Nach dem Mittagessen, wieder in der Mafell-Kantine, und einer kurzen Abschiedsrunde war das Leserseminar dann leider auch schon zu Ende. Mir haben die beiden Tage wirklich ausnamslos gut gefallen. Es gab einen detaillierten Einblick in die Werkzeuge und was man mit ihnen alles anstellen kann, viele Hintergrundinformationen, warum die Werkzeuge so sind, wie sie sind, ein bisschen "Insider"-Klatsch über die Branche (natürlich durchaus mit etwas Spott insbesondere zu Festool, aber nie abwertend oder beleidigend), eine sehr interessante Werksführung, sehr nette Mafell-Mitarbeiter und Mit-Holzwerker. Die Organisation und Verpflegung war auch super und dafür, dass wir 'nur' interssierte Hobby-Holzweker waren, wurde wirklich an nichts gespart.

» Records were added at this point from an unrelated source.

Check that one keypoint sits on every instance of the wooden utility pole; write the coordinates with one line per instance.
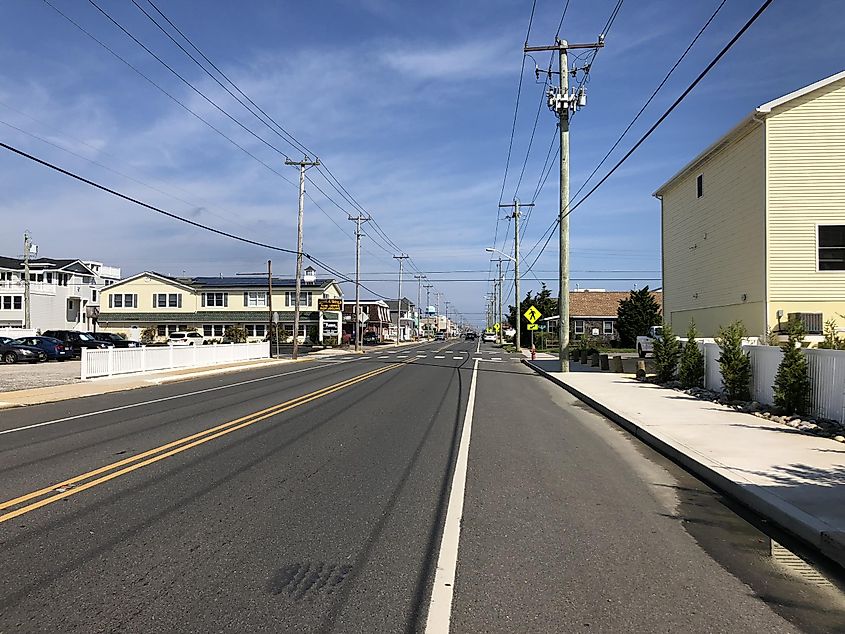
(563, 103)
(401, 259)
(516, 205)
(303, 164)
(358, 220)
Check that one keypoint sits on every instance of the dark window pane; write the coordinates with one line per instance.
(832, 236)
(832, 259)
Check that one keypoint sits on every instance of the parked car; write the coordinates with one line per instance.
(75, 340)
(118, 341)
(12, 353)
(188, 338)
(53, 348)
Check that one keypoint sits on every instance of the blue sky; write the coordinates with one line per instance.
(409, 104)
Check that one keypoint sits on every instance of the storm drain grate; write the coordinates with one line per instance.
(306, 579)
(795, 564)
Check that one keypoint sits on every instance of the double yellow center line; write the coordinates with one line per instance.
(90, 479)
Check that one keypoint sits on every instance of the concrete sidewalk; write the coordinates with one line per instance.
(795, 480)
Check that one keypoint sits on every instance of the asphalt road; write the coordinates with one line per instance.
(313, 498)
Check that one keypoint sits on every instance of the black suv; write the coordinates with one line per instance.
(75, 341)
(116, 340)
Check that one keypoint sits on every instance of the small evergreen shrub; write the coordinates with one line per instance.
(667, 351)
(691, 371)
(734, 362)
(792, 381)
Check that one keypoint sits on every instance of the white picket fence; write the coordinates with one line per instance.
(826, 370)
(114, 361)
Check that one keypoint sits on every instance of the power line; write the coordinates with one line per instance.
(650, 99)
(172, 215)
(663, 117)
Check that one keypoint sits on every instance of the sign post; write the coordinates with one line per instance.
(532, 315)
(276, 330)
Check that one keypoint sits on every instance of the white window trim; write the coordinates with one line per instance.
(816, 252)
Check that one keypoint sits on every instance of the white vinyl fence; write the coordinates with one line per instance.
(113, 361)
(826, 370)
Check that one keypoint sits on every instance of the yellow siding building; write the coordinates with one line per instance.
(211, 304)
(753, 229)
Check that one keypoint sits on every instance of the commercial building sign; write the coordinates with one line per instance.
(329, 304)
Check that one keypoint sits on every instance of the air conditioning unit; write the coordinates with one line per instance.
(813, 322)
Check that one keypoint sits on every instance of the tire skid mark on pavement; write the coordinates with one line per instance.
(82, 482)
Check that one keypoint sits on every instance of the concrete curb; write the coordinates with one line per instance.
(786, 516)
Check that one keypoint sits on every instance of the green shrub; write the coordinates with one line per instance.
(691, 373)
(667, 351)
(792, 381)
(236, 334)
(832, 340)
(734, 362)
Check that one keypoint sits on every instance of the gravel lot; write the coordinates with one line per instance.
(23, 376)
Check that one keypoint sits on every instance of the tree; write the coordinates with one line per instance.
(734, 362)
(691, 373)
(545, 303)
(667, 351)
(792, 381)
(636, 314)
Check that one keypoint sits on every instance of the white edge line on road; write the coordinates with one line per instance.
(440, 607)
(166, 398)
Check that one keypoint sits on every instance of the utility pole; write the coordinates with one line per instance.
(402, 257)
(515, 215)
(562, 102)
(358, 220)
(419, 279)
(272, 334)
(428, 288)
(303, 164)
(27, 245)
(498, 297)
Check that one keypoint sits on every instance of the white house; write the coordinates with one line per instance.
(64, 294)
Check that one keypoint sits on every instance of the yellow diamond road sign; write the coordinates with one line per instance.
(532, 314)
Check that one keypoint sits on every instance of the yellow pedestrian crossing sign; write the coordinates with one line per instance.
(532, 315)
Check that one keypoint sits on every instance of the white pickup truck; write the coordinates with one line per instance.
(645, 343)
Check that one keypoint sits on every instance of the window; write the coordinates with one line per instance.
(165, 300)
(304, 298)
(123, 300)
(215, 299)
(12, 302)
(832, 248)
(255, 330)
(255, 299)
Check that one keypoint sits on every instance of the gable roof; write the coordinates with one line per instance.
(755, 118)
(40, 264)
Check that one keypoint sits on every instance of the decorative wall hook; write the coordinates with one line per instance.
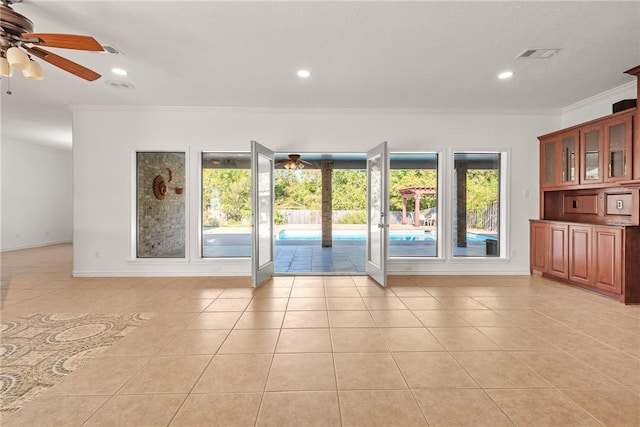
(159, 187)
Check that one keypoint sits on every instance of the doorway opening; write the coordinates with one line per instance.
(320, 215)
(299, 210)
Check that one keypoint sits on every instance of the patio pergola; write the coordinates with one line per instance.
(415, 193)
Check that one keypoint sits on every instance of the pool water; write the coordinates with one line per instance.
(394, 235)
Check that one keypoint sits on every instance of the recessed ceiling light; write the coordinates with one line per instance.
(119, 71)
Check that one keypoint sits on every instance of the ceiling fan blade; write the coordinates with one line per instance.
(63, 63)
(66, 41)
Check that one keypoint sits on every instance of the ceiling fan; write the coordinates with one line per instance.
(19, 45)
(294, 162)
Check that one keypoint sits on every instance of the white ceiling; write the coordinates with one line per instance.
(362, 55)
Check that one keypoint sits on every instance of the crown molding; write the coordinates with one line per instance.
(311, 111)
(620, 90)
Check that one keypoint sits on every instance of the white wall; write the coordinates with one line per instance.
(106, 138)
(36, 195)
(596, 106)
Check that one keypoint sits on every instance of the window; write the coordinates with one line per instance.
(476, 205)
(413, 205)
(226, 205)
(160, 205)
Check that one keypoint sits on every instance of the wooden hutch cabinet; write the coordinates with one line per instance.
(588, 233)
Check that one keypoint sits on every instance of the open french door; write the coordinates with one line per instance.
(262, 199)
(377, 212)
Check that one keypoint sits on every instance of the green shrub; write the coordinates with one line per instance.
(280, 219)
(357, 217)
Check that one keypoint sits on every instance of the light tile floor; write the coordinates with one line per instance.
(335, 351)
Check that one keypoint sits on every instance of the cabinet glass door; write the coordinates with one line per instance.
(549, 163)
(617, 150)
(569, 147)
(591, 156)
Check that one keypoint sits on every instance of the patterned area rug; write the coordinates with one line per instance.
(37, 351)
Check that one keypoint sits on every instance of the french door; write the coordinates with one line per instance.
(262, 199)
(377, 212)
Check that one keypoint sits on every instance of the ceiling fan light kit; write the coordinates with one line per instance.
(294, 162)
(33, 72)
(19, 44)
(5, 68)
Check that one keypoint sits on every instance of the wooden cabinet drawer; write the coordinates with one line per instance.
(581, 204)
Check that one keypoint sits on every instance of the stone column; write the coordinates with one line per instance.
(326, 168)
(404, 210)
(461, 203)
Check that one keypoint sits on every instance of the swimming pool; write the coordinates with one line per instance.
(394, 235)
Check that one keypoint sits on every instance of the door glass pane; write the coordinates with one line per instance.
(592, 155)
(160, 199)
(476, 205)
(375, 210)
(413, 201)
(617, 146)
(550, 163)
(265, 203)
(569, 159)
(226, 205)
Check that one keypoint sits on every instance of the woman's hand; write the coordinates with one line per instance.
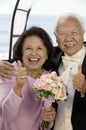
(7, 70)
(21, 75)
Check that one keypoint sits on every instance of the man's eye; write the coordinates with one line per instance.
(28, 48)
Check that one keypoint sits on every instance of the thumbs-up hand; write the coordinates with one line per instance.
(78, 80)
(21, 75)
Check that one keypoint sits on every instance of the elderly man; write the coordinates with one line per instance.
(71, 65)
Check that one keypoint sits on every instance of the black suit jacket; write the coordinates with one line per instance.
(78, 117)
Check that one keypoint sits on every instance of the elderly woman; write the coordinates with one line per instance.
(19, 110)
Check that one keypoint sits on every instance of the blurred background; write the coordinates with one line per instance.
(43, 13)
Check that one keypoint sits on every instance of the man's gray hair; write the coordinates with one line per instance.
(69, 15)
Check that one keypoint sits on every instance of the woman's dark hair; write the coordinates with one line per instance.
(33, 31)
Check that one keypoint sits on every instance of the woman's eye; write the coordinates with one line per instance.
(40, 48)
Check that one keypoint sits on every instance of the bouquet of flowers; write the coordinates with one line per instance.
(49, 87)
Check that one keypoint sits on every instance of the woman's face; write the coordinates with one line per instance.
(34, 53)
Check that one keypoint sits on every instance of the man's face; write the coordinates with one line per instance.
(69, 36)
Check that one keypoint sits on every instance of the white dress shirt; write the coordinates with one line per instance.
(66, 70)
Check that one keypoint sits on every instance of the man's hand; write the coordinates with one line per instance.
(78, 81)
(6, 70)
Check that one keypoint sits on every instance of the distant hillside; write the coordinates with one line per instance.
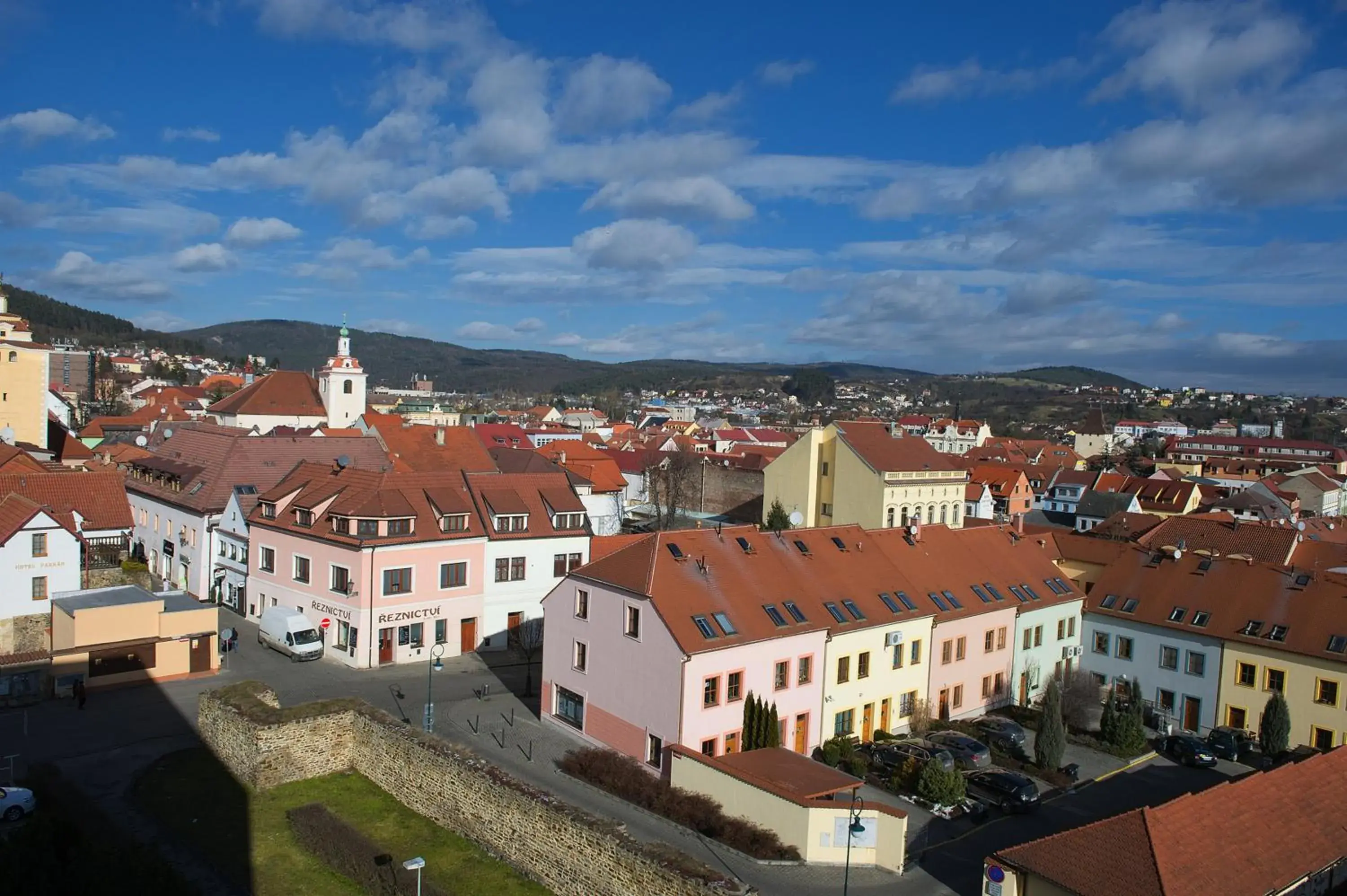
(1073, 376)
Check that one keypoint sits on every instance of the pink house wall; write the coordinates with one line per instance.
(757, 662)
(977, 662)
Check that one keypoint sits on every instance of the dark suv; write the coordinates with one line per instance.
(1013, 793)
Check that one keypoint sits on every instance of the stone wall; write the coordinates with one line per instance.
(562, 848)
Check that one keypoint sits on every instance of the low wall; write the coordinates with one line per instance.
(568, 851)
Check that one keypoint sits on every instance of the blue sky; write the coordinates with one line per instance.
(1155, 190)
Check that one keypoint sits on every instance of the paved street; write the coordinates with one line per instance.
(123, 731)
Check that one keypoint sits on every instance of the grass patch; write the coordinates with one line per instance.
(184, 793)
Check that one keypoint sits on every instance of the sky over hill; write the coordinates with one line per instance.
(1153, 190)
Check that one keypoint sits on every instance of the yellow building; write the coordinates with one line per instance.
(871, 475)
(875, 677)
(23, 380)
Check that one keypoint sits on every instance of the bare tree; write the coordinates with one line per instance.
(528, 642)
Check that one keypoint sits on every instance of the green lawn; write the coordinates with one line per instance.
(197, 799)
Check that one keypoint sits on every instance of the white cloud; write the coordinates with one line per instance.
(204, 135)
(1201, 53)
(607, 93)
(45, 124)
(698, 197)
(783, 72)
(635, 244)
(205, 256)
(260, 231)
(115, 279)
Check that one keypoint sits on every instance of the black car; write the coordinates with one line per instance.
(1189, 750)
(1236, 744)
(1013, 793)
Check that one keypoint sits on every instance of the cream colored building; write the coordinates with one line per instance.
(875, 677)
(23, 380)
(871, 475)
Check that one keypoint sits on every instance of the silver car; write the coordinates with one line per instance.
(966, 751)
(17, 802)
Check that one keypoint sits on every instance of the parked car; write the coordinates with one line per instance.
(891, 755)
(968, 752)
(1001, 732)
(1013, 793)
(1189, 750)
(17, 802)
(1236, 744)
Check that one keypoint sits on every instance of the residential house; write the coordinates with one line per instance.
(867, 474)
(1253, 836)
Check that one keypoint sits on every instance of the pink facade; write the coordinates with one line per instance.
(957, 688)
(628, 690)
(798, 704)
(388, 627)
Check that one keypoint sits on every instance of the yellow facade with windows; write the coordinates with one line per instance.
(1315, 690)
(873, 685)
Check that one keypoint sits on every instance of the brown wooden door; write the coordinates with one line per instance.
(1190, 713)
(198, 659)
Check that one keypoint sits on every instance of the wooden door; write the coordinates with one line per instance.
(1190, 713)
(198, 659)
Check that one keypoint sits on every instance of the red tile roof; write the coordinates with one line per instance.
(1249, 837)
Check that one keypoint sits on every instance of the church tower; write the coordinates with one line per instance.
(343, 384)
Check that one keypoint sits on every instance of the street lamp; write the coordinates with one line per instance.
(852, 830)
(429, 720)
(415, 865)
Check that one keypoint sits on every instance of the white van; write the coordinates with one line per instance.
(290, 632)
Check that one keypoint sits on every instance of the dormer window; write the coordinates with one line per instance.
(514, 523)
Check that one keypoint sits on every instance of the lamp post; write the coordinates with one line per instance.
(415, 865)
(853, 828)
(434, 666)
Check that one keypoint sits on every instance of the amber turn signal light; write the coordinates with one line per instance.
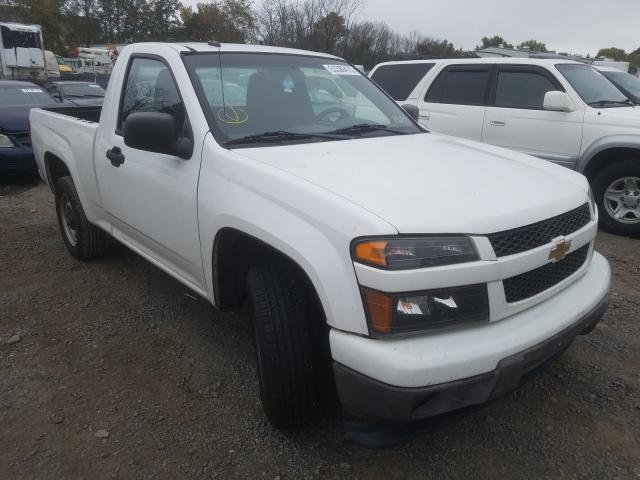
(380, 308)
(372, 252)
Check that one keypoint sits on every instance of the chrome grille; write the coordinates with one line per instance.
(535, 235)
(536, 281)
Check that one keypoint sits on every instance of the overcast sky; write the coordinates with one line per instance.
(576, 26)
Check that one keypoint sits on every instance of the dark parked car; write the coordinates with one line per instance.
(16, 100)
(77, 93)
(625, 82)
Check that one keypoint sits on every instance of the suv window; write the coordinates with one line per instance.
(461, 85)
(400, 80)
(150, 88)
(522, 89)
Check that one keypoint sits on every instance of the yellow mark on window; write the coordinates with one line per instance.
(232, 115)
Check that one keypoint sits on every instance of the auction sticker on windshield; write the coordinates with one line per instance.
(341, 69)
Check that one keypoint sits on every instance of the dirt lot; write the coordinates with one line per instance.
(111, 369)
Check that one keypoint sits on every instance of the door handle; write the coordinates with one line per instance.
(116, 156)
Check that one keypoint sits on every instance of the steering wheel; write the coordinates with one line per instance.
(342, 114)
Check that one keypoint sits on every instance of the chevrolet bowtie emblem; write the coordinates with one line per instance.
(560, 250)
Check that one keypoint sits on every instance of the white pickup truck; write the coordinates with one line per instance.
(559, 110)
(412, 271)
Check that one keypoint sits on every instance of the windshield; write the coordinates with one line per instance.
(82, 90)
(293, 98)
(23, 95)
(625, 81)
(592, 87)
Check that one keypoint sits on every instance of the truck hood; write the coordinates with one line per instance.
(429, 183)
(88, 101)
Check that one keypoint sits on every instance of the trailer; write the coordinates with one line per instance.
(21, 52)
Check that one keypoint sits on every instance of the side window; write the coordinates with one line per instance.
(399, 80)
(460, 85)
(522, 89)
(150, 88)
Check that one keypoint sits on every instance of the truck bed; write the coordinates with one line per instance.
(90, 114)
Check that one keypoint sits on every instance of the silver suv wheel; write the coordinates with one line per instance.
(622, 200)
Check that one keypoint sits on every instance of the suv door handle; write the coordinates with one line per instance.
(116, 156)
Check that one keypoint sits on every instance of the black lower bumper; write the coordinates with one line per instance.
(400, 413)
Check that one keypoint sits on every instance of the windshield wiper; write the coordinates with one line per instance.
(279, 136)
(602, 103)
(364, 128)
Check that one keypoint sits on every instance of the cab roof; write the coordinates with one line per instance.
(203, 47)
(17, 83)
(485, 60)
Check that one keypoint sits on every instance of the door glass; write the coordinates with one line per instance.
(400, 80)
(460, 86)
(522, 89)
(150, 88)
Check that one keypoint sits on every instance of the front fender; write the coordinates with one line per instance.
(308, 224)
(606, 143)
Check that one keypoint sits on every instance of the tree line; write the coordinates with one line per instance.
(331, 26)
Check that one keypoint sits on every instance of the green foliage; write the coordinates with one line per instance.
(432, 48)
(534, 46)
(495, 41)
(224, 20)
(618, 54)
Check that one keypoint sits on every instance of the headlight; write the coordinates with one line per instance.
(390, 314)
(5, 142)
(406, 253)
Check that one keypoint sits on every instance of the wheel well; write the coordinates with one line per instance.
(55, 169)
(607, 157)
(234, 253)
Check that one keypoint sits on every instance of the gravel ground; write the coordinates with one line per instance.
(111, 369)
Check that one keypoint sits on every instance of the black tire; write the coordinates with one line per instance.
(83, 239)
(601, 182)
(290, 340)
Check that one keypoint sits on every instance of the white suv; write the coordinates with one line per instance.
(558, 110)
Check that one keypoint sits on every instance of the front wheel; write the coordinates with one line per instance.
(82, 239)
(289, 339)
(617, 192)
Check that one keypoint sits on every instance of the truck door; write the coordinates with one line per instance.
(151, 198)
(454, 103)
(515, 118)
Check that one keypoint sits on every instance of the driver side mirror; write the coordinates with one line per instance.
(156, 132)
(412, 110)
(557, 101)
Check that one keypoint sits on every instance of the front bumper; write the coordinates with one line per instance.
(364, 396)
(497, 357)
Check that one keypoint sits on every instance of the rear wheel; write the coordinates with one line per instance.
(617, 192)
(290, 339)
(83, 239)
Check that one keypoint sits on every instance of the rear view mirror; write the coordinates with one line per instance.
(557, 101)
(412, 110)
(155, 132)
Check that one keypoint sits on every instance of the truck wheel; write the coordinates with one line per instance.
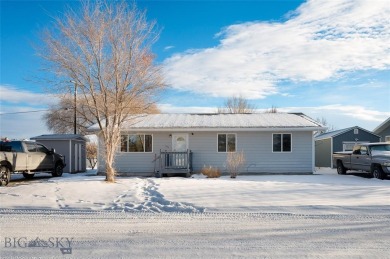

Wer die Gelegenheit zu so einem Firmen-Einblick hat (zum Beispiel voraussichtlich auch nächstes Jahr wieder mit HolzWerken), dem kann ich nur empfehlen, mitzumachen!
Viele Grüße,
Jana
Dieser durch und durch positive Bericht wurde übrigens - leider - nicht gesponsert. Meine KSS (für die ich schon länger am sparen bin) muss ich mir leider zum ganz regulären Preis selbst kaufen, ebenso die Verlängerung meines HolzWerken-Abos.